En silencio le oprimí la mano, porque no podía olvidar que en una ocasión me había propuesto abandonarlo.

—Y lo mejor de todo —añadió— es que has estado más junto a mí desde que estoy preso que cuando estaba en libertad. Eso es lo que tiene más valor.

Estaba tendido de espaldas y respiraba con mucha dificultad. A pesar de sus palabras y de sus esfuerzos para demostrarme su cariño, su rostro se iba volviendo cada vez más sombrío y un velo se extendía sobre la plácida mirada que dirigía al techo.

—¿Sufre usted mucho hoy?

—No me quejo de nada, querido Pip.

—Usted no se queja nunca.

Había pronunciado ya sus últimas palabras. Sonrió, y por el contacto de su mano comprendí que deseaba levantar la mía y apoyarla en su pecho. Lo hice así. Volvió a sonreír, y luego puso sus dos manos sobre la mía.

Pasó el tiempo de la visita mientras estábamos así; pero al volverme, vi que el director de la cárcel estaba a mi lado y que me decía:

—No hay necesidad de que se marche usted todavía.

Le di las gracias y le pregunté:

—¿Puedo hablarle, en caso de que me oiga?

El director se apartó un poco e hizo seña al oficial para que le imitara.

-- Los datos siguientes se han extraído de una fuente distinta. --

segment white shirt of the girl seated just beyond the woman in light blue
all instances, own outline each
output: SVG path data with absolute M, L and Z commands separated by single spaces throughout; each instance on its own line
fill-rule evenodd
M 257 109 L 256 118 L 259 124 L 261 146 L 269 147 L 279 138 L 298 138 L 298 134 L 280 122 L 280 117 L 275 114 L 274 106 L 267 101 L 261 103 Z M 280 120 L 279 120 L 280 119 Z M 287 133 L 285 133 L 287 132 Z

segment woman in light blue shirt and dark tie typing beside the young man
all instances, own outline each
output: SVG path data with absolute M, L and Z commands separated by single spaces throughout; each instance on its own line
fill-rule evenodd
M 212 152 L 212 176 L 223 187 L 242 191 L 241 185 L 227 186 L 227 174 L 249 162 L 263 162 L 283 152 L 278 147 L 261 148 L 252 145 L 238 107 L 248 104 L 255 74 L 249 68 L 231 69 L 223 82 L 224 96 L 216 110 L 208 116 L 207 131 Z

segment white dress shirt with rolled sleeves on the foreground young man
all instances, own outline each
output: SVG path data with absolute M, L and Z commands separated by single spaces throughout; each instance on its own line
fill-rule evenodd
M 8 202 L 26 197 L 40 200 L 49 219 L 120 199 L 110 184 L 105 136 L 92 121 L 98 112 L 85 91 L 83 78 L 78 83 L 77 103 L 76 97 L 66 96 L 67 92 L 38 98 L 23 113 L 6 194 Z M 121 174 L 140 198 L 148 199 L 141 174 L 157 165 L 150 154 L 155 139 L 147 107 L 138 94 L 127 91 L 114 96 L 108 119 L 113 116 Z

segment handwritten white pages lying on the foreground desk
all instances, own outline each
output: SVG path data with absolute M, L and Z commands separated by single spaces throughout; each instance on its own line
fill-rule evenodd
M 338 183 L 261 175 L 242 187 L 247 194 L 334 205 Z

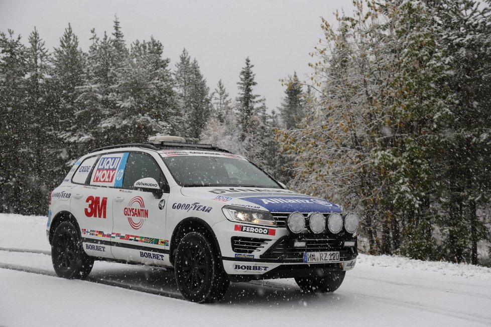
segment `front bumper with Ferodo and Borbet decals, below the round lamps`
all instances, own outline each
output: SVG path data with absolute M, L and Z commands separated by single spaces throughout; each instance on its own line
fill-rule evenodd
M 216 225 L 223 268 L 232 281 L 320 276 L 350 270 L 358 255 L 356 236 L 343 232 L 293 235 L 286 228 L 275 228 L 274 233 L 258 234 L 237 229 L 236 223 L 229 221 Z M 339 261 L 304 262 L 305 253 L 330 251 L 339 252 Z

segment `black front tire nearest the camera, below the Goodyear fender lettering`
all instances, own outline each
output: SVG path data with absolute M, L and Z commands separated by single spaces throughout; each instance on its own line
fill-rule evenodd
M 199 232 L 186 234 L 179 242 L 174 271 L 177 287 L 189 301 L 217 302 L 230 285 L 216 250 Z

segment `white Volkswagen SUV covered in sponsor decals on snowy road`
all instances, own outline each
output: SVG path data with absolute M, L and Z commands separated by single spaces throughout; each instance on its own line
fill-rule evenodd
M 195 302 L 219 300 L 230 281 L 341 285 L 358 254 L 356 215 L 285 189 L 240 155 L 168 139 L 75 162 L 50 195 L 46 233 L 59 276 L 85 278 L 97 259 L 174 267 Z

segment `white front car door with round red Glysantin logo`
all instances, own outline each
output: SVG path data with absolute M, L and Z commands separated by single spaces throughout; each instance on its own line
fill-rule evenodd
M 157 161 L 149 153 L 130 152 L 122 183 L 113 197 L 112 253 L 115 258 L 146 264 L 169 264 L 165 239 L 165 208 L 168 192 L 157 197 L 152 192 L 134 189 L 136 181 L 153 178 L 168 189 Z M 157 198 L 156 198 L 157 197 Z

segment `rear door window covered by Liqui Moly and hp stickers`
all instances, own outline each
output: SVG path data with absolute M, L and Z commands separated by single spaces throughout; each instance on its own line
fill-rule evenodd
M 120 187 L 128 154 L 125 152 L 101 155 L 90 178 L 90 185 Z

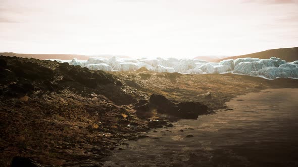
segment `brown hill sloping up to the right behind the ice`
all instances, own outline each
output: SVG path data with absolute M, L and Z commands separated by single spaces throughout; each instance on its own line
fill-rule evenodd
M 243 57 L 252 57 L 252 58 L 260 58 L 260 59 L 269 59 L 270 57 L 278 57 L 285 60 L 286 62 L 292 62 L 292 61 L 298 60 L 298 47 L 270 49 L 270 50 L 257 52 L 257 53 L 226 57 L 223 59 L 218 59 L 217 62 L 226 60 L 226 59 L 236 59 L 236 58 L 243 58 Z

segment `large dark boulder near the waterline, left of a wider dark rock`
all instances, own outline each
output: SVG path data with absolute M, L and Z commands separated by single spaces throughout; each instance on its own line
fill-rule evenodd
M 168 110 L 175 106 L 173 102 L 162 95 L 153 94 L 150 96 L 150 104 L 153 104 L 160 113 L 167 113 Z

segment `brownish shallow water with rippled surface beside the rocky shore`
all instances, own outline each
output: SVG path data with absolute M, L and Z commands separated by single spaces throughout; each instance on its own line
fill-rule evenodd
M 298 89 L 250 93 L 226 104 L 233 110 L 125 141 L 105 166 L 298 166 Z

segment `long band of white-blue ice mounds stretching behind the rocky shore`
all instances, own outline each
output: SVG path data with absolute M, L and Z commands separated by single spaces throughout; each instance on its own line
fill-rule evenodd
M 54 59 L 49 59 L 54 61 Z M 55 59 L 57 60 L 57 59 Z M 67 60 L 57 60 L 58 62 L 66 62 Z M 280 58 L 271 57 L 270 59 L 259 58 L 237 58 L 235 60 L 228 59 L 221 62 L 206 62 L 197 59 L 177 59 L 177 58 L 161 58 L 156 59 L 132 59 L 111 57 L 110 59 L 95 57 L 89 58 L 87 61 L 68 60 L 71 65 L 80 65 L 91 70 L 105 71 L 132 71 L 141 67 L 145 67 L 150 71 L 156 72 L 180 72 L 189 74 L 204 73 L 237 73 L 252 76 L 262 76 L 268 79 L 277 77 L 298 78 L 298 60 L 286 62 Z

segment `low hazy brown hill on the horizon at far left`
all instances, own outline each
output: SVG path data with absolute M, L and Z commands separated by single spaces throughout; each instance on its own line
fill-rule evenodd
M 89 56 L 78 55 L 78 54 L 23 54 L 23 53 L 13 53 L 13 52 L 4 52 L 0 53 L 3 56 L 17 56 L 23 58 L 36 58 L 40 60 L 44 59 L 61 59 L 61 60 L 71 60 L 73 58 L 77 58 L 80 60 L 88 60 Z

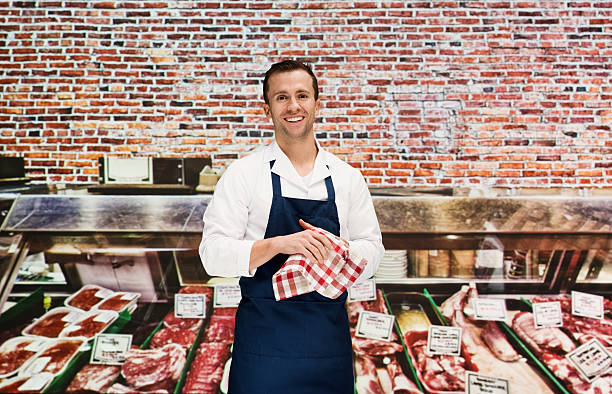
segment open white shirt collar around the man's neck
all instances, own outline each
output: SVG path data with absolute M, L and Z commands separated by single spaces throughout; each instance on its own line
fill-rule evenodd
M 328 153 L 321 148 L 318 141 L 315 140 L 315 143 L 317 144 L 318 153 L 312 169 L 312 176 L 310 177 L 311 184 L 319 182 L 331 175 L 331 171 L 328 167 Z M 301 183 L 301 177 L 293 167 L 293 164 L 291 164 L 291 160 L 289 160 L 285 152 L 282 151 L 276 141 L 272 142 L 268 146 L 268 149 L 266 149 L 266 163 L 269 163 L 272 160 L 275 160 L 274 165 L 272 166 L 272 172 L 294 183 Z

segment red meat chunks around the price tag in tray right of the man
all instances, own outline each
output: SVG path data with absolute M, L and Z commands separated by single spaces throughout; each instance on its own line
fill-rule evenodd
M 425 390 L 428 393 L 464 393 L 465 373 L 478 372 L 470 354 L 464 347 L 460 356 L 429 354 L 427 335 L 427 331 L 411 331 L 404 336 L 408 356 Z

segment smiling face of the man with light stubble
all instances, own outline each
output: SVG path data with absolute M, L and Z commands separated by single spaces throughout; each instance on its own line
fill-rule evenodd
M 320 101 L 315 100 L 312 79 L 304 70 L 273 74 L 268 80 L 264 111 L 274 123 L 277 140 L 305 139 L 312 133 Z

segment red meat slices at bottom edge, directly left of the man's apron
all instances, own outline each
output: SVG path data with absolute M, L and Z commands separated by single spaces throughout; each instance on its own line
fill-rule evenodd
M 218 393 L 223 368 L 231 355 L 231 343 L 203 342 L 187 375 L 183 393 Z

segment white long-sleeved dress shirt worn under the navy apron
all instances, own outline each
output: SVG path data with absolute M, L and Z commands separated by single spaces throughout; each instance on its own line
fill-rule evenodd
M 272 160 L 276 160 L 272 172 L 280 176 L 284 197 L 327 200 L 325 178 L 331 175 L 340 237 L 368 261 L 358 282 L 372 277 L 384 247 L 372 198 L 359 170 L 319 146 L 311 174 L 302 178 L 276 142 L 234 161 L 217 183 L 204 213 L 200 243 L 206 272 L 222 277 L 255 274 L 256 270 L 249 271 L 249 260 L 253 243 L 266 233 L 273 194 Z

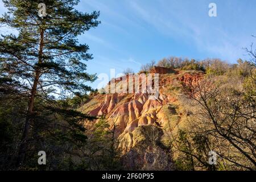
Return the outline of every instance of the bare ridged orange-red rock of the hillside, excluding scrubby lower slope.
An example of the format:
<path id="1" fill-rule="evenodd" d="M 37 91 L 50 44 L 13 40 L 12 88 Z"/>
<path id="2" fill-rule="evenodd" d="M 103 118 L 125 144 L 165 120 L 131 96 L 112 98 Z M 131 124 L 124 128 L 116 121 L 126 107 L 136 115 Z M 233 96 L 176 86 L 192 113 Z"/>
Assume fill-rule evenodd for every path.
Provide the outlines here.
<path id="1" fill-rule="evenodd" d="M 179 102 L 177 94 L 181 93 L 172 93 L 166 89 L 170 89 L 174 82 L 176 82 L 180 88 L 184 85 L 196 85 L 204 76 L 203 73 L 183 73 L 181 71 L 176 72 L 172 69 L 161 67 L 152 69 L 152 73 L 165 74 L 170 72 L 174 72 L 174 74 L 159 77 L 160 94 L 158 99 L 150 100 L 150 94 L 147 93 L 102 94 L 93 96 L 94 98 L 90 100 L 93 101 L 93 99 L 95 99 L 96 102 L 97 98 L 97 100 L 100 100 L 100 103 L 96 102 L 98 105 L 94 104 L 94 109 L 90 110 L 88 114 L 94 116 L 104 115 L 106 121 L 110 124 L 110 128 L 115 128 L 116 136 L 121 141 L 119 147 L 121 147 L 123 151 L 129 152 L 131 148 L 133 148 L 135 141 L 133 133 L 139 127 L 154 125 L 162 129 L 162 127 L 169 126 L 170 123 L 167 122 L 171 122 L 171 125 L 174 125 L 172 124 L 174 121 L 167 120 L 168 114 L 175 115 L 175 110 L 169 110 L 170 113 L 166 114 L 165 112 L 168 109 L 164 110 L 164 108 L 168 108 L 169 105 L 177 105 L 177 102 Z M 177 87 L 177 85 L 175 86 Z M 176 117 L 183 117 L 182 113 L 177 113 L 176 115 Z M 90 124 L 86 126 L 93 125 L 92 122 L 88 123 Z"/>

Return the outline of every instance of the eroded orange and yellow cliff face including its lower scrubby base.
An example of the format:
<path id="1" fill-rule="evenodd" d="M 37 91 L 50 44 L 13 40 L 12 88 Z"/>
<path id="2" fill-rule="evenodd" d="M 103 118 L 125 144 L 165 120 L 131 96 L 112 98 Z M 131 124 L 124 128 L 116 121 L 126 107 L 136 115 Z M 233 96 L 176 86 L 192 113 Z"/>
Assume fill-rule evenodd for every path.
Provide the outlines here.
<path id="1" fill-rule="evenodd" d="M 203 76 L 203 73 L 174 71 L 162 74 L 161 71 L 159 97 L 156 100 L 151 100 L 147 93 L 97 94 L 81 110 L 93 116 L 105 116 L 115 130 L 116 146 L 127 168 L 136 169 L 141 165 L 151 169 L 152 166 L 163 165 L 162 168 L 167 169 L 172 166 L 167 152 L 170 152 L 172 141 L 170 133 L 185 124 L 185 113 L 180 104 L 182 86 L 195 85 Z M 84 125 L 93 130 L 97 122 L 97 119 L 85 121 Z M 159 154 L 166 155 L 160 157 Z M 161 161 L 160 158 L 164 161 L 156 164 L 156 161 Z M 143 166 L 145 164 L 147 166 Z"/>

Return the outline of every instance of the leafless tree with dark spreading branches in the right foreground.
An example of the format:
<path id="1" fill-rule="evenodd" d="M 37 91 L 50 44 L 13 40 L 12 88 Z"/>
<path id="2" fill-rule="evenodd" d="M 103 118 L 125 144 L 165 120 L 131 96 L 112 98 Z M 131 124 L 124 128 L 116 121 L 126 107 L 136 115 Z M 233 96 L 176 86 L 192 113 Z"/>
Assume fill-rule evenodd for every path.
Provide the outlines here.
<path id="1" fill-rule="evenodd" d="M 196 108 L 190 112 L 192 131 L 212 138 L 212 148 L 221 159 L 253 170 L 256 169 L 255 96 L 248 96 L 241 85 L 238 78 L 227 81 L 214 77 L 196 85 L 184 85 L 184 89 Z"/>

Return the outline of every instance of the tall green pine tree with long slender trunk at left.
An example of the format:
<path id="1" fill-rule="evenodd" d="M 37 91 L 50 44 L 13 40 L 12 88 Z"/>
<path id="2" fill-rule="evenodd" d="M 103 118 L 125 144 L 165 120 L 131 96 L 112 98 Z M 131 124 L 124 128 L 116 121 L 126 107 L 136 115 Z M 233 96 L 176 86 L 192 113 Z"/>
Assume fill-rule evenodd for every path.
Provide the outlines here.
<path id="1" fill-rule="evenodd" d="M 3 3 L 9 11 L 0 18 L 0 24 L 14 28 L 18 35 L 1 35 L 0 80 L 8 80 L 10 88 L 15 88 L 15 93 L 28 102 L 19 147 L 21 165 L 35 122 L 35 102 L 81 96 L 91 89 L 85 82 L 94 81 L 96 76 L 86 73 L 85 61 L 92 59 L 92 55 L 88 45 L 79 44 L 78 36 L 97 27 L 99 12 L 75 10 L 79 0 Z M 40 16 L 39 3 L 46 5 L 45 16 Z"/>

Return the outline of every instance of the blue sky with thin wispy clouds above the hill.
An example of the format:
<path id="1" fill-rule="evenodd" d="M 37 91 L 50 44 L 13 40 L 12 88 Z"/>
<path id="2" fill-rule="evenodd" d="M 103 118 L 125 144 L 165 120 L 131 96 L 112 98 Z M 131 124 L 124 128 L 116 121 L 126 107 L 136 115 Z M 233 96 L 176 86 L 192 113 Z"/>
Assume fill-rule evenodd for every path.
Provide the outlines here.
<path id="1" fill-rule="evenodd" d="M 217 17 L 208 15 L 211 2 Z M 79 37 L 93 53 L 90 73 L 139 71 L 141 64 L 168 56 L 236 63 L 246 59 L 242 48 L 256 34 L 254 0 L 81 0 L 77 9 L 101 12 L 102 23 Z"/>

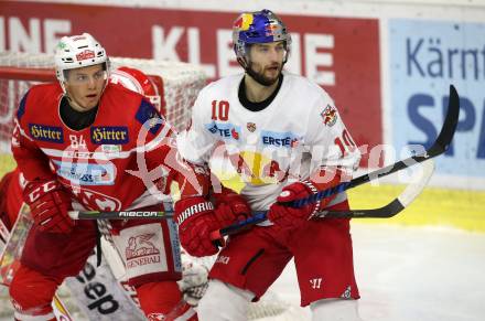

El cambio se efectuó sin ruido, hizo desaparecer el velo de la plácida mirada dirigida al blanco techo y el enfermo me miró con expresión cariñosa.

—Querido Magwitch. Es preciso que, por fin, le diga una cosa. ¿Entiende usted mis palabras?

Sentí una ligera presión en mis manos.

—En otro tiempo tuvo usted una hija a la que quería mucho y a la que perdió.

Sentí en la mano una presión más fuerte.

—Pues vivió y encontró poderosos amigos. Todavía vive. Es una dama y muy hermosa. Yo la amo.

Con un último y débil esfuerzo que habría sido infructuoso, de no haberle ayudado yo, llevó mi mano a sus labios. Luego, muy despacio, la dejó caer otra vez sobre su pecho y la cubrió con sus propias manos. La plácida mirada dirigida al blanco techo volvió un momento y se desvaneció; la cabeza del moribundo cayó despacio sobre su pecho.

Acordándome entonces de lo que habíamos leído juntos, pensé en los dos hombres que subieron al Templo para orar, y comprendí que junto a su lecho no podía decir nada mejor que:

—¡Oh, Dios mío! ¡Ten misericordia de él, el pecador!